Transient receptor potential (TRP) channels are important candidates mediating Ca2+ influx in excitable and
nonexcitable cells such as normal and neoplastic hematopoietic tissues. They are non selective cation channels implicated
in Ca2+ signaling in hematologic tumor cells. Here, we review the growing experimental evidence indicating that TRP
channels should be included among the genes whose expression is altered in hematologic malignancies such as leukemias
(AML, ALL, CML and CLL), B- and T-lymphomas and multiple myelomas (MM). These effects depend on the widespread
roles played by the TRP channels in the modulation of the proliferation, differentiation and apoptosis of the hematopoietic
cells.

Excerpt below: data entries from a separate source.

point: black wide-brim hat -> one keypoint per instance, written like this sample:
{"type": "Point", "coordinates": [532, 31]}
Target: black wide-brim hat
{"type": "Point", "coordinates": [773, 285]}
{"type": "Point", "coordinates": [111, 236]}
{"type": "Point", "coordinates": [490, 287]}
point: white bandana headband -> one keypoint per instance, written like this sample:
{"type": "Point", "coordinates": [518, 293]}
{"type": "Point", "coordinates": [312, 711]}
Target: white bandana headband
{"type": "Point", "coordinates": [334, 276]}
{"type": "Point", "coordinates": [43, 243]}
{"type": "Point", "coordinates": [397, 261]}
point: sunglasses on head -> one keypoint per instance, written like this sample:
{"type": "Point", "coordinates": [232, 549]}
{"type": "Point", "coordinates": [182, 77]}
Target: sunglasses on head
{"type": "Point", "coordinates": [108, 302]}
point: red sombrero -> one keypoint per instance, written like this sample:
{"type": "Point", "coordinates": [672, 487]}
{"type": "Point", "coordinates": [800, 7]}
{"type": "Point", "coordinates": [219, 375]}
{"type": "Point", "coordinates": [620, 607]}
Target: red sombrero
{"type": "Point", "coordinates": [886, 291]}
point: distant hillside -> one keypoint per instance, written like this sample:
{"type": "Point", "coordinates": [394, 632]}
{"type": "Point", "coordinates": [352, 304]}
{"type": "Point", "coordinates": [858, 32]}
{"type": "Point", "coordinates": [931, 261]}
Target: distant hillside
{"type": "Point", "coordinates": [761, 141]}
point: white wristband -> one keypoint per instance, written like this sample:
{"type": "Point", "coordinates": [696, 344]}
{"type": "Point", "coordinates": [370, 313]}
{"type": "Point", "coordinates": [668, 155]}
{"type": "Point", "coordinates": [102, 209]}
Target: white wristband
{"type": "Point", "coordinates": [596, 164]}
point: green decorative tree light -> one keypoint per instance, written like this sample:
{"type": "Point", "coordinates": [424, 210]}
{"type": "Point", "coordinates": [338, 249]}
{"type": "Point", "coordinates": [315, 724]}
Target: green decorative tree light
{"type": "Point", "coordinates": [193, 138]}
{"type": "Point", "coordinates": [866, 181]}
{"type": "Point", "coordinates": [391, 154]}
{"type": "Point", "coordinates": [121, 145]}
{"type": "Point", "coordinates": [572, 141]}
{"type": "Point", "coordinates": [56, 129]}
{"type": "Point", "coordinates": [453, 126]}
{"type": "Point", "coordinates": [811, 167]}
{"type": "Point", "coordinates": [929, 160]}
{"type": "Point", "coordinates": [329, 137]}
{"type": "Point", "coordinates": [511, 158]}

The analysis of the expression of the different TRP channels belonging to the TRPMs, TRPVs, TRPCs,
TRPPs channel families expressed in different hematological malignacies, evidenced a widespread expression of TRPV2
channel in the myeloid and lymphoid leukemias, and a very peculiar expression of this channel in different types of B cell
lymphomas and multiple myeloma, that is parallel to the restricted expression of TRPV2 in normal immune cells with respect
to its presence in other human tissues. In vivo studies in children AML and ALL patients also evidenced the presence
of a genetic polymorphism of the TRPM5 gene, that reduced the risk to develop leukemia in the children. Finally, the
coexpression of TRPV5 and TRPV6 channels in lymphocytes, and their involvement in the radioresistance of K562
erythroleukemia cells to ionizing radiation exposure is of more interest.
Thus in conclusion, the TRP channels represent promising targets for hematologic cancer therapy, and their exploitation
may open to novel pharmaceutical and clinical approaches.